Il verbo “riformare”, nella sua generalità, vuol dire “dare nuova forma” o “conferire nuovo assetto” alla realtà, sia con riferimento a cose materiali e tangibili, sia con riferimento a contesti di tipo metaforico e concettuale. In tal senso, dunque, “riformare” vuole anche dire “riadeguare”, “aggiornare”, ovvero rendere attuale, rispetto alle circostanze contingenti presenti, ciò che evidentemente è usurato o superato dal tempo. Così oggi si sente diffusamente parlare di esigenza di riforma della Costituzione, di necessità di riforma dello Statuto dei lavoratori, di impellenza di riforma del sistema pensionistico con la chiara intenzione, se dietro alle parole ed alle dichiarazioni di principio è data come scontata la buona fede dei riformisti, di riadattare alcuni istituti che regolano la vita sociale alle nuove istanze espresse dalla società contemporanea
Tuttavia, per la mia esperienza giovanile, ovvero la mia e di tutti coloro che hanno vissuto la giovinezza orientativamente nel medesimo periodo di tempo, riformare, con riferimento a un particolare gergo diffuso negli ambienti militari, assumeva un significato e un valore del tutto particolare per le implicazioni e le interferenze che creava nella vita dei giovani, ovvero significava “non ritenere idoneo”, “escludere”, “esonerare”, “non arruolare” coloro che per mancanza dei requisiti richiesti erano dispensati dall’obbligo di leva.

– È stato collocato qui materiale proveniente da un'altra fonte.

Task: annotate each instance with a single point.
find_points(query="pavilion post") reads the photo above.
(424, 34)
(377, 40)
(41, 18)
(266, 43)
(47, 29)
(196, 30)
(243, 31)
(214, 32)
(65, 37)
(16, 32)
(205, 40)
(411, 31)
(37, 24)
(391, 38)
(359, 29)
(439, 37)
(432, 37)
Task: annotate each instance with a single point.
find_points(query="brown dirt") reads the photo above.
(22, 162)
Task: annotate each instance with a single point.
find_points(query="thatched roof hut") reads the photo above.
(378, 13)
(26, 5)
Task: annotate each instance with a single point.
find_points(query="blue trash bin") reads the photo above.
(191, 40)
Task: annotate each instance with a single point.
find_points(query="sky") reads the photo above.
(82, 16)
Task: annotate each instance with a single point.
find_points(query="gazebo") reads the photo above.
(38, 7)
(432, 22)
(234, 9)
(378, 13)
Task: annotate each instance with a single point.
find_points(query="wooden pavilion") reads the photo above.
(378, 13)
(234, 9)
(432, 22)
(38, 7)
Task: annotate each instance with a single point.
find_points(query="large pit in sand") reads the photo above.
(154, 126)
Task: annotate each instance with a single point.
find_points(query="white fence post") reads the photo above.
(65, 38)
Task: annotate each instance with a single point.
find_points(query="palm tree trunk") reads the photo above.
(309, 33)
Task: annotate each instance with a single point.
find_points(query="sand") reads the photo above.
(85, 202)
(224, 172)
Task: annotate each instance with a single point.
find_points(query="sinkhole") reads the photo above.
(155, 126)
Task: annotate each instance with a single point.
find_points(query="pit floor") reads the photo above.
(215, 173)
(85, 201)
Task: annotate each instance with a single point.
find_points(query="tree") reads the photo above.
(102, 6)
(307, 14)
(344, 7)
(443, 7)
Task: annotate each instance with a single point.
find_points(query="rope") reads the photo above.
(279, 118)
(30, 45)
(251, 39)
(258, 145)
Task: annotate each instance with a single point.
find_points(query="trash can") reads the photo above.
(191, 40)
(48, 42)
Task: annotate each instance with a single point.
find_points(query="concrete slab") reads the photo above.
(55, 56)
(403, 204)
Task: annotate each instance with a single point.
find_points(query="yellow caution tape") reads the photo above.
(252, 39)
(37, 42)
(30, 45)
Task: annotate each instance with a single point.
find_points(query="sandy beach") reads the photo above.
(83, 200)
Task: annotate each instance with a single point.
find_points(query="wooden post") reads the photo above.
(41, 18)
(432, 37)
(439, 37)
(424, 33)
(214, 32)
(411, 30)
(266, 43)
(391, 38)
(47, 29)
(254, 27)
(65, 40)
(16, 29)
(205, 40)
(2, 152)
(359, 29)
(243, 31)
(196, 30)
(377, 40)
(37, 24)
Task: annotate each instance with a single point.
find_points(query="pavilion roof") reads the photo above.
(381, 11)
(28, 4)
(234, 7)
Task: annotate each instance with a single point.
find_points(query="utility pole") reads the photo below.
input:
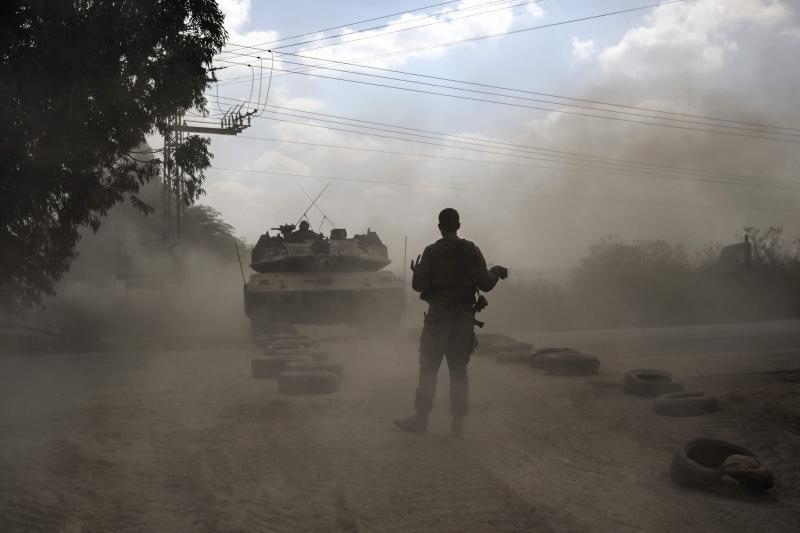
(174, 190)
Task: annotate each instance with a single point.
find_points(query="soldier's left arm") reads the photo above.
(486, 278)
(421, 279)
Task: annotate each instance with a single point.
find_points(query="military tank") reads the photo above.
(304, 277)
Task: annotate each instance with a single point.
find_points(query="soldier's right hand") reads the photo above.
(502, 272)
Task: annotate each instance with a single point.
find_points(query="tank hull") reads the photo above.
(354, 298)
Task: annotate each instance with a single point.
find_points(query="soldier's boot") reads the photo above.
(416, 423)
(457, 427)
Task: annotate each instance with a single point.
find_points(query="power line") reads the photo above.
(472, 39)
(476, 141)
(576, 106)
(561, 111)
(504, 191)
(549, 95)
(583, 168)
(448, 19)
(520, 151)
(356, 23)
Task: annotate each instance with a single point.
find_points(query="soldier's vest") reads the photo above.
(454, 271)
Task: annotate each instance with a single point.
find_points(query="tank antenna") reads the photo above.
(405, 248)
(241, 269)
(313, 202)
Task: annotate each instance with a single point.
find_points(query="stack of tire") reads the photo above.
(297, 363)
(555, 361)
(670, 398)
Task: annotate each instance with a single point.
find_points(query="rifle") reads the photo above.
(479, 306)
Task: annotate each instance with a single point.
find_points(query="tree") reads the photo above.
(82, 84)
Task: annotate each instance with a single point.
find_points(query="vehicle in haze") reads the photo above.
(303, 277)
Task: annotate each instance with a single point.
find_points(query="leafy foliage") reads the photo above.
(649, 283)
(82, 84)
(205, 229)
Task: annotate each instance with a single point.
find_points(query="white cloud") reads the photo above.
(237, 13)
(583, 50)
(274, 161)
(693, 37)
(452, 25)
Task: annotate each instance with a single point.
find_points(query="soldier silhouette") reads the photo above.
(448, 276)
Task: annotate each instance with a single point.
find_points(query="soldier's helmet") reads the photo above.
(449, 219)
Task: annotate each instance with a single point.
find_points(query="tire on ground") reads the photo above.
(691, 403)
(700, 463)
(313, 382)
(317, 355)
(269, 366)
(570, 364)
(292, 343)
(321, 366)
(514, 357)
(536, 360)
(650, 383)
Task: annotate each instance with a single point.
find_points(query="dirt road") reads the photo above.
(188, 441)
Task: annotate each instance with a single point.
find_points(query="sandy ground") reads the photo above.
(186, 440)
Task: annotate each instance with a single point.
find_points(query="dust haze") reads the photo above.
(144, 408)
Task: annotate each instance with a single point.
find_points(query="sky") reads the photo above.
(730, 59)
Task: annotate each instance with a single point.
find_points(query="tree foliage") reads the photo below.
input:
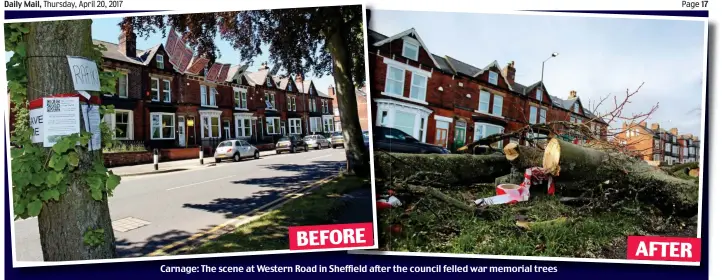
(296, 38)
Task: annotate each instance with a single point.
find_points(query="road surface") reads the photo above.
(174, 206)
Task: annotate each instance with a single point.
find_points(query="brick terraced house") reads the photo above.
(444, 101)
(658, 145)
(167, 98)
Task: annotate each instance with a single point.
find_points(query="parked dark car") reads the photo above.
(291, 144)
(397, 141)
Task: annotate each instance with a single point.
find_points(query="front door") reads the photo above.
(460, 135)
(181, 131)
(191, 131)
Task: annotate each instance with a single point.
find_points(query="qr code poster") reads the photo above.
(61, 117)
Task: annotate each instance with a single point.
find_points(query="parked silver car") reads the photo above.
(317, 142)
(236, 150)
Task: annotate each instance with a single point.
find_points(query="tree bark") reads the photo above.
(63, 223)
(523, 157)
(579, 168)
(356, 153)
(440, 169)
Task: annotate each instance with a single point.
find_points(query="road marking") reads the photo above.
(175, 188)
(163, 251)
(320, 157)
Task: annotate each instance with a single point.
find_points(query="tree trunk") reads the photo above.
(523, 157)
(63, 223)
(579, 168)
(440, 169)
(356, 154)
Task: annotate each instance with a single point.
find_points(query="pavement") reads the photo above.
(171, 166)
(152, 211)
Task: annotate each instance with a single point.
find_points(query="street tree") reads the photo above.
(319, 40)
(66, 187)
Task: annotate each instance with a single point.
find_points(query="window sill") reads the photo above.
(491, 115)
(404, 98)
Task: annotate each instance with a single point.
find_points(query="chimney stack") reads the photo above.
(127, 42)
(264, 66)
(509, 72)
(572, 94)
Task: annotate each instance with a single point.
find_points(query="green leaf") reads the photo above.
(50, 194)
(73, 159)
(112, 182)
(19, 208)
(96, 194)
(34, 207)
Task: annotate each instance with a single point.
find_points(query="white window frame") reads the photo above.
(410, 45)
(533, 110)
(271, 98)
(316, 124)
(204, 95)
(328, 125)
(292, 103)
(166, 91)
(421, 93)
(209, 116)
(155, 93)
(123, 76)
(110, 119)
(240, 125)
(172, 126)
(484, 95)
(276, 124)
(493, 78)
(159, 63)
(498, 103)
(212, 97)
(294, 126)
(484, 133)
(388, 77)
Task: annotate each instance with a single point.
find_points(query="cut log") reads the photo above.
(446, 169)
(523, 157)
(582, 167)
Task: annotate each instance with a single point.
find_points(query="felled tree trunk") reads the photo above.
(523, 157)
(446, 169)
(585, 168)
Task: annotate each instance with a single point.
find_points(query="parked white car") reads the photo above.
(317, 142)
(236, 150)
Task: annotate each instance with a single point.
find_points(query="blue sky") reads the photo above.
(597, 56)
(107, 29)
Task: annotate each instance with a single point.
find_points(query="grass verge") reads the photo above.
(322, 206)
(542, 226)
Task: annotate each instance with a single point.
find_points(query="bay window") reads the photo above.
(273, 125)
(418, 87)
(121, 123)
(166, 91)
(394, 81)
(294, 126)
(162, 126)
(154, 89)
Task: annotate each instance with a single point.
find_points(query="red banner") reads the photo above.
(658, 248)
(331, 236)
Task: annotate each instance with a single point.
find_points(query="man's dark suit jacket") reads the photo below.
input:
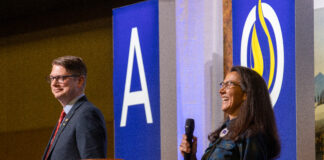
(82, 134)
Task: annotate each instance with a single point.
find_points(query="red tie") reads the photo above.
(57, 127)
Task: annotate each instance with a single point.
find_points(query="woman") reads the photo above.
(249, 131)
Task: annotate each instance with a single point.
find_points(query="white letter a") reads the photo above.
(137, 97)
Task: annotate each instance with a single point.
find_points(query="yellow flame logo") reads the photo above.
(256, 49)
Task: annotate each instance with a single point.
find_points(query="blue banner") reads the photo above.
(264, 40)
(136, 81)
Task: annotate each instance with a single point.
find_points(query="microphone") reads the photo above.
(189, 128)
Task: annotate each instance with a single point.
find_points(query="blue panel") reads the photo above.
(138, 140)
(274, 12)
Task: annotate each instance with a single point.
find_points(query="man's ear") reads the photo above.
(81, 81)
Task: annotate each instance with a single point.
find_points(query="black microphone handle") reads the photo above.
(187, 156)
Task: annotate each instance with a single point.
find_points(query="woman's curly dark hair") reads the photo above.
(256, 115)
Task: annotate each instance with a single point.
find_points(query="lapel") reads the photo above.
(49, 142)
(66, 120)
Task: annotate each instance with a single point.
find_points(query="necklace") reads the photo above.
(223, 132)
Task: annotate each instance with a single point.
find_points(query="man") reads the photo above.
(80, 132)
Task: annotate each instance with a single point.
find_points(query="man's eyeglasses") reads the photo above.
(59, 79)
(229, 84)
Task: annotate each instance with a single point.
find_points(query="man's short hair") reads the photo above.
(72, 64)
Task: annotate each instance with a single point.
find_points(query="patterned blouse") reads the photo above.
(252, 148)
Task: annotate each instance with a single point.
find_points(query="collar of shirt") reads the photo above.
(69, 106)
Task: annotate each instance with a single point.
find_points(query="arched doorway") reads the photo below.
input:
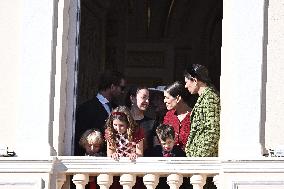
(149, 41)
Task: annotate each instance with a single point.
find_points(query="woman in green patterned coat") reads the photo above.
(205, 116)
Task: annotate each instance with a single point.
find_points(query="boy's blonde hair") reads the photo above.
(91, 136)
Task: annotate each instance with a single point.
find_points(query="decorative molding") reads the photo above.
(260, 184)
(20, 165)
(22, 183)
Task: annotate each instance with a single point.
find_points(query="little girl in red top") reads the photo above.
(124, 137)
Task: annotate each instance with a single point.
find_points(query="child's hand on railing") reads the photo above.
(115, 156)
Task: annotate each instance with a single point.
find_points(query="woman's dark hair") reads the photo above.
(132, 91)
(165, 132)
(197, 71)
(177, 89)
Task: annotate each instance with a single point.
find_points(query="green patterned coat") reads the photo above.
(205, 126)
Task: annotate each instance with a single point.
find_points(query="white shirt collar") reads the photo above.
(102, 99)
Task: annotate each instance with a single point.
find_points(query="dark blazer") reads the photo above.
(89, 115)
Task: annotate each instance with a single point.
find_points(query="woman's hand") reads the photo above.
(115, 156)
(132, 156)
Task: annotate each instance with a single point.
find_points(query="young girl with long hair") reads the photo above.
(124, 137)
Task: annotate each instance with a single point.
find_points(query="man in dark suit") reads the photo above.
(93, 113)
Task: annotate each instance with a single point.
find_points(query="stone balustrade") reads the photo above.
(55, 172)
(151, 169)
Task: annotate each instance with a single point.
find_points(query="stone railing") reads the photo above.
(148, 168)
(53, 172)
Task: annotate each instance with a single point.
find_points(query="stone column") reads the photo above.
(80, 180)
(216, 180)
(275, 80)
(241, 79)
(174, 181)
(36, 90)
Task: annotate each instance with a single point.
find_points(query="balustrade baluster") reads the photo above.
(151, 181)
(80, 180)
(198, 181)
(174, 181)
(127, 181)
(60, 180)
(104, 180)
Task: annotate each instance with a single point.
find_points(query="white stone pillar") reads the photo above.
(151, 181)
(174, 181)
(36, 92)
(198, 181)
(216, 180)
(104, 181)
(80, 180)
(127, 181)
(241, 79)
(275, 80)
(60, 180)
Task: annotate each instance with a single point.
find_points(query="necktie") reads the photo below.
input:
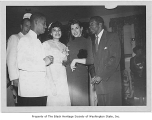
(96, 43)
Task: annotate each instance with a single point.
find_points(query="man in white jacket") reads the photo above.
(32, 65)
(12, 53)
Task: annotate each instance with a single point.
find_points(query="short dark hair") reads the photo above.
(36, 16)
(55, 24)
(72, 22)
(23, 20)
(98, 19)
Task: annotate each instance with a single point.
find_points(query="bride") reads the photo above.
(58, 92)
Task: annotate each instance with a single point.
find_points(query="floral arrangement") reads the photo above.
(65, 51)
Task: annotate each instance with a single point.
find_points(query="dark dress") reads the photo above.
(138, 71)
(78, 80)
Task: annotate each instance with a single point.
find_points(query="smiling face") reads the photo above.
(56, 33)
(76, 30)
(95, 27)
(25, 27)
(41, 25)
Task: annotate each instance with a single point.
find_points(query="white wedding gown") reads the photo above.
(58, 92)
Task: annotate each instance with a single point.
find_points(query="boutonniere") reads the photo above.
(105, 48)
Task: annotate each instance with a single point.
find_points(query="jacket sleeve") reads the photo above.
(11, 57)
(112, 62)
(89, 59)
(92, 70)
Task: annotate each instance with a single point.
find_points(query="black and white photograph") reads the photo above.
(73, 56)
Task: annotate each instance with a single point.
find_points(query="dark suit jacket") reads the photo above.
(106, 63)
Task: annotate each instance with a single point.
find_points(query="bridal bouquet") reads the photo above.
(65, 51)
(82, 53)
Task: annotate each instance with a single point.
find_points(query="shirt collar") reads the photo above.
(100, 34)
(21, 34)
(32, 34)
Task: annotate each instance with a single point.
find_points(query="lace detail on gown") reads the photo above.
(58, 91)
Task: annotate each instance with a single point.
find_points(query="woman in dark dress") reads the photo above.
(138, 71)
(80, 55)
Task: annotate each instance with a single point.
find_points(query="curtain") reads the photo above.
(117, 25)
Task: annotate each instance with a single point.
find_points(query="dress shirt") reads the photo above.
(99, 36)
(32, 82)
(11, 57)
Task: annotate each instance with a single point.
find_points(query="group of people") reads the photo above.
(54, 74)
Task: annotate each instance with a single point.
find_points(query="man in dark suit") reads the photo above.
(106, 76)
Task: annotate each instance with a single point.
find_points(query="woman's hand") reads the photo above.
(48, 60)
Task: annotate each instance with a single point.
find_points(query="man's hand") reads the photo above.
(96, 80)
(48, 60)
(15, 82)
(72, 65)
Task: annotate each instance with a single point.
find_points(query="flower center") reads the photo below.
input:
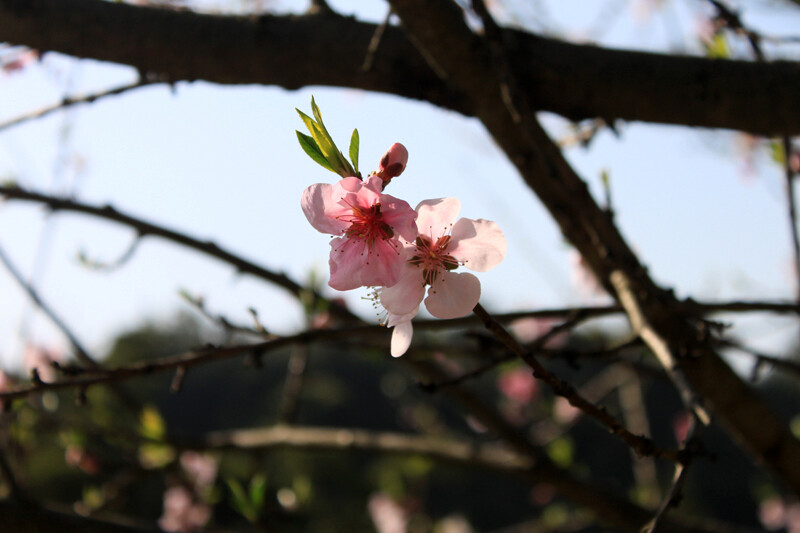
(367, 223)
(432, 256)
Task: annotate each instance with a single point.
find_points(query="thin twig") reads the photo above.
(71, 101)
(642, 445)
(534, 347)
(375, 42)
(109, 266)
(80, 351)
(145, 228)
(678, 480)
(790, 366)
(296, 370)
(789, 175)
(298, 437)
(188, 359)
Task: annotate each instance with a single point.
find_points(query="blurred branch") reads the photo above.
(576, 81)
(185, 361)
(145, 228)
(684, 348)
(71, 101)
(81, 353)
(533, 348)
(656, 525)
(109, 266)
(643, 446)
(299, 437)
(293, 384)
(29, 518)
(735, 24)
(793, 367)
(15, 491)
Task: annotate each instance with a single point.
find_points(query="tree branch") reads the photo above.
(145, 228)
(576, 81)
(439, 27)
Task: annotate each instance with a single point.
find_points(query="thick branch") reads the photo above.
(144, 228)
(326, 49)
(685, 350)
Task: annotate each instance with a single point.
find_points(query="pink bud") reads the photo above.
(393, 162)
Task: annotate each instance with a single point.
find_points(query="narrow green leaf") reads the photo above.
(777, 153)
(310, 147)
(258, 487)
(240, 500)
(316, 112)
(354, 142)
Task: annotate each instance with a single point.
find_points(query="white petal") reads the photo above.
(401, 338)
(479, 244)
(316, 201)
(405, 295)
(453, 295)
(437, 216)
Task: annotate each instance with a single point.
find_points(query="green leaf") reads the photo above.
(777, 153)
(258, 488)
(240, 500)
(310, 147)
(152, 426)
(354, 142)
(718, 47)
(325, 144)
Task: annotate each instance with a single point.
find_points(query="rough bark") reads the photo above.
(328, 49)
(681, 347)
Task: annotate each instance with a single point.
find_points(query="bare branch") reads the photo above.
(71, 101)
(439, 27)
(145, 229)
(575, 81)
(642, 445)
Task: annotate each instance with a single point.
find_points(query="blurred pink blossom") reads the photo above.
(518, 385)
(182, 513)
(18, 61)
(386, 514)
(5, 382)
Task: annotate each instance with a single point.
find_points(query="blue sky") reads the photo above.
(222, 163)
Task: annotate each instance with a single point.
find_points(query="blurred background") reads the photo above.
(704, 209)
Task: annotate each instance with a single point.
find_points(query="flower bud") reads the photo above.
(393, 162)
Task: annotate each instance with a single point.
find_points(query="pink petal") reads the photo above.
(354, 264)
(399, 215)
(437, 216)
(453, 295)
(314, 201)
(374, 183)
(406, 294)
(479, 244)
(401, 338)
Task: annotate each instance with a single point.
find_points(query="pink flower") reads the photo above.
(518, 385)
(182, 512)
(441, 246)
(387, 516)
(368, 223)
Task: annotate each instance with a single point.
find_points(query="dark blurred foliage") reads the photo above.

Circostanza che da alcuni era ritenuto un vantaggio e che da altri, appunto, era percepito e vissuto come una sorta di rigetto o di certificazione di inidoneità che qualche volta determinava conseguenze per la vita successiva.
Il termine “riformare”, dunque, assume tonalità cromatiche diverse e specifiche a seconda dei contesti (anche spaziali e temporali) di riferimento con ciò esprimendo il suo relativismo storico e geografico. Rispetto alla scuola primaria, ad esempio, si parla da decenni di una stagione riformistica sempre in atto soggetta agli umori, ai capricci ed alle visioni socio-politiche dei molteplici ministri che si sono avvicendati alla guida del dicastero, con alcune spinte in avanti, con rari momenti di quiete e con arretramenti vistosi (vedi riforma Gelmini) tutti giustificati, indifferentemente, in nome dell’innovazione, dell’interesse collettivo e delle nuove istanze sollecitate dalla “società della conoscenza” (anch’essa “liquida” e affetta da relativismo), tuttavia il più delle volte dimentichi della capacità di adattamento degli operatori (chiamati senza alcun compenso aggiuntivo alla formazione continua) e del diritto allo studio degli alunni (clienti – utenti), le cui prerogative costituzionali (articoli 3, 9, 33, 34 e 38 della Costituzione) diventano carta straccia rispetto alle logiche ragionieristiche di chi governa il Paese. Risultato? Si potrebbe presumere (e sarebbe anche giusto pensarlo) confusione, disordine, disorientamento, ma anche frammentazione e polverizzazione (soprattutto a livello sistemico), ma per fortuna non è così, perché la scuola (quella vissuta e praticata quotidianamente) da sempre possiede una propria “autonomia di giudizio” che travalica quell’autonomia istituita dall’art. 21 della legge 59/97 e che anche nei momenti più critici ha operato quale fattore di sviluppo, di progresso e di civiltà. E’ come dire, praticamente, che i ministri passano, ma che gli operatori scolastici restano, al loro posto, come sempre, imperturbabili, con tenacia e pervicacia, forti della consapevolezza che la “missione educativa” non può essere soggetta ai cambiamenti di fronte della politica perché essa, fondamentalmente e soprattutto, è missione di libertà.
Prima di concludere, approfitto delle pagine di questo giornale per rivolgere la mia espressione di gratitudine al sindaco, avvocato Giosuè Starita, per l’impegno concreto e tempestivo profuso ai fini della soluzione dei problemi strutturali della mia scuola. A lui voglio augurare il sostegno di tutta quella parte buona della collettività cittadina (la maggioranza) che lavora per la rinascita della Città.